Authorization Form
Public Relations/Marketing/Audio Visual
By filling out this form and clicking submit, I hereby provide authorization to Health Alliance Plan and its subsidiaries, affiliates, agents, and/or the media for this interview, audio/videotaping, and/or photographic session. I grant Health Alliance Plan and its entities the right to use the images and/or recordings for the following purposes:
- Local and national media
- Health Alliance Plan publications
- Other publications
- Advertising/Marketing promotions: TV, radio, billboards, newspaper
- Patient information/education
- Video/audio production
- Internet, including social media platforms (e.g., Facebook, Instagram, LinkedIn, YouTube) and third-party websites
I waive all rights, claims, and interest in all audio/visual recordings and all rights to payment or royalties in connection with their use and/or publication.
I understand that my personal information, including but not limited to my name, likeness, voice, and testimonial, may be used in accordance with applicable privacy laws. Health Alliance Plan will take reasonable steps to protect my personal data and will not disclose it to unauthorized third parties.
I acknowledge that I will not have the right to inspect or approve the final version of any materials produced, including written copy or video/audio content, prior to its use or publication.
I release and hold harmless Health Alliance Plan, its officers, employees, agents, and assigns from any and all claims, demands, and causes of action which I, my heirs, representatives, executors, administrators, or any other persons acting on my behalf may have by reason of this authorization. I agree to indemnify and defend Health Alliance Plan against any claims arising from the use of the authorized materials.
If the person involved is under age 18, authorization must be given by the parent or guardian.
Authorization is valid for one year from the date submitted.

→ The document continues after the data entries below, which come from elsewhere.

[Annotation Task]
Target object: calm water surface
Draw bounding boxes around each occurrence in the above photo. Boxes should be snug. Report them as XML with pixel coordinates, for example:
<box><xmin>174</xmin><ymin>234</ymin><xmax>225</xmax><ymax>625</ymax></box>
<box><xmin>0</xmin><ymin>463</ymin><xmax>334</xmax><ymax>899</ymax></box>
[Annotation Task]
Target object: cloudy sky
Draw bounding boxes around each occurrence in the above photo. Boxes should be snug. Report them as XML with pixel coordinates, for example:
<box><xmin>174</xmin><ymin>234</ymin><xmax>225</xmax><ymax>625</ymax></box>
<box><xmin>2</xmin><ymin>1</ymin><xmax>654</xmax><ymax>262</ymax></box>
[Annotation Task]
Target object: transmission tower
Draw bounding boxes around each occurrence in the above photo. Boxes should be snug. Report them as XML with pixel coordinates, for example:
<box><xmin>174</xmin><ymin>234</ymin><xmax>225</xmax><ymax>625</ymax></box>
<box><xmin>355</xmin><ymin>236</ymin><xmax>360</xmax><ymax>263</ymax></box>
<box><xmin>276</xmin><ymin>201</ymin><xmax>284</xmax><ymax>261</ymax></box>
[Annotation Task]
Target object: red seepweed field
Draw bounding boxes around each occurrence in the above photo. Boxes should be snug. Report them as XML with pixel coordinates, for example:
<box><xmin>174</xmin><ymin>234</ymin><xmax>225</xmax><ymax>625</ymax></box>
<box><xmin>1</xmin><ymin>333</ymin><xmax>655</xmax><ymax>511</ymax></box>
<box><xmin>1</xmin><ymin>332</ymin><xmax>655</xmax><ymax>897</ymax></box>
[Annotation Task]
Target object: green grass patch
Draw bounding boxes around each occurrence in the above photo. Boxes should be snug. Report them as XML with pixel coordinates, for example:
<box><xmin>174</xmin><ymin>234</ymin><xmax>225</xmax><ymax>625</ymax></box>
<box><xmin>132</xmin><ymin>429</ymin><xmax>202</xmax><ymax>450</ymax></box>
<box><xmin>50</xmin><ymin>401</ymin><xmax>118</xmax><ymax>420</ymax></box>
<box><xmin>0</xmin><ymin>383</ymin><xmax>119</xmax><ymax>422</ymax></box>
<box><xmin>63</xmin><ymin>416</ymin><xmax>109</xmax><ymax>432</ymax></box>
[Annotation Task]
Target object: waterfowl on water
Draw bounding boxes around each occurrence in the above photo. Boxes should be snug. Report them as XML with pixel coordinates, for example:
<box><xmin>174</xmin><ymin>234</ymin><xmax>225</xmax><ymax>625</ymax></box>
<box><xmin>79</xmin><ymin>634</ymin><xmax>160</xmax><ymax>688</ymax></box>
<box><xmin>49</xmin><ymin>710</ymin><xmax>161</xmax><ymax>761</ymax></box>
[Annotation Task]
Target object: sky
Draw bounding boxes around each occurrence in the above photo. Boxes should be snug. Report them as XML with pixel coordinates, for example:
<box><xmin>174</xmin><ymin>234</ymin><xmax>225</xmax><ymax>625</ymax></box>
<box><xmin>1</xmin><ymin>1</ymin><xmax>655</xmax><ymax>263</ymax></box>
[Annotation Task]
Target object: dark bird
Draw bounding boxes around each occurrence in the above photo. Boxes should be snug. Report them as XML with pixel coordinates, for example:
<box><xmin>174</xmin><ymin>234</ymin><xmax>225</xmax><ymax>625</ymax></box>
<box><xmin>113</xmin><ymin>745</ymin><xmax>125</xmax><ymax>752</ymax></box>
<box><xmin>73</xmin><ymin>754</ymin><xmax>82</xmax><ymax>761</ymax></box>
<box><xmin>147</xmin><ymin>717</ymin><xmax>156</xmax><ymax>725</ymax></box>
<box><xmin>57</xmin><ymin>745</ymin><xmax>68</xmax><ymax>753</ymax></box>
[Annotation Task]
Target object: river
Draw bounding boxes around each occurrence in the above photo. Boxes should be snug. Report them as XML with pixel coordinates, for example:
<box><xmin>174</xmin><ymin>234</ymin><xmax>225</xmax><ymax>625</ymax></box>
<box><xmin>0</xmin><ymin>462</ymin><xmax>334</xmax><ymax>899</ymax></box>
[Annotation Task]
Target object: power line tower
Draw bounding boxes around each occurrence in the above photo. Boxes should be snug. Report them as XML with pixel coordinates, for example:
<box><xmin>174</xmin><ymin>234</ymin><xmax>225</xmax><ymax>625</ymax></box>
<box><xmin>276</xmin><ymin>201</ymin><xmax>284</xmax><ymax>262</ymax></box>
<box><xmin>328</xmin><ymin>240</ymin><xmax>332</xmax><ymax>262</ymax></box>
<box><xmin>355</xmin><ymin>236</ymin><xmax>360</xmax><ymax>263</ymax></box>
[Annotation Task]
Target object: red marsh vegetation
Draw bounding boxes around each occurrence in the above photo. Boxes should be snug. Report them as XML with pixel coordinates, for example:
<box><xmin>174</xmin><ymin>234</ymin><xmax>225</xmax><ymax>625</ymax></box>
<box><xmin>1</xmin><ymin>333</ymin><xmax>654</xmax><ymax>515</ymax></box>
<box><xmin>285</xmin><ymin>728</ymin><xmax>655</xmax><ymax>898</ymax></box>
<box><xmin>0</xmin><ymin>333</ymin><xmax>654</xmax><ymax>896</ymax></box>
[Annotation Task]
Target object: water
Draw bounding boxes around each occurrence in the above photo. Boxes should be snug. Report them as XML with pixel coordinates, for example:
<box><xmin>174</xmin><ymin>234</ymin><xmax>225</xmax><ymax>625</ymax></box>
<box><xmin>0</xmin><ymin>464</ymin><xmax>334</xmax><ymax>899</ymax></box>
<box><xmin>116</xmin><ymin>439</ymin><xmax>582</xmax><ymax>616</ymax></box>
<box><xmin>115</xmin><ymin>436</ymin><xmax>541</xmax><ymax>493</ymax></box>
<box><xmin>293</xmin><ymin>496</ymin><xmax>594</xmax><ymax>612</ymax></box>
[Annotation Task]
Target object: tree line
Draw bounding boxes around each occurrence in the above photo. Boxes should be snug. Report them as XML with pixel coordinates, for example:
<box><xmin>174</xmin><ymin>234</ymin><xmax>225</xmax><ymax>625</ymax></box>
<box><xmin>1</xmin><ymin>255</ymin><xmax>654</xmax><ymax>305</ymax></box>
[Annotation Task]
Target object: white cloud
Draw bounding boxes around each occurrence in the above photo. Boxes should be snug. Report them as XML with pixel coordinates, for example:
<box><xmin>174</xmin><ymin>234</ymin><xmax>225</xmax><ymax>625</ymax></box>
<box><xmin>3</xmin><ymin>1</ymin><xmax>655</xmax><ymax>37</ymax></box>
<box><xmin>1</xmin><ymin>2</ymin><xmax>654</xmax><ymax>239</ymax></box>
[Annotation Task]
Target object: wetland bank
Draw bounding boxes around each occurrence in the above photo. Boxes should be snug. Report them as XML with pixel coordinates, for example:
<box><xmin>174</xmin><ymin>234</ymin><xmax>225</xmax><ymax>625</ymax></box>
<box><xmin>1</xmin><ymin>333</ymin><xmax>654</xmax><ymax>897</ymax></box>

In the event Health Alliance Plan has used your information in reliance on this authorization, your authorization will be extended to cover the duration of time the project is in production or use.
I understand that I may revoke this authorization at any time by submitting a written request. However, I acknowledge that revocation will not apply to materials already produced or published in reliance on this authorization prior to receipt of the revocation. By submitting this form electronically, I agree that my electronic signature has the same legal effect as a handwritten signature and constitutes my voluntary agreement to the terms outlined above.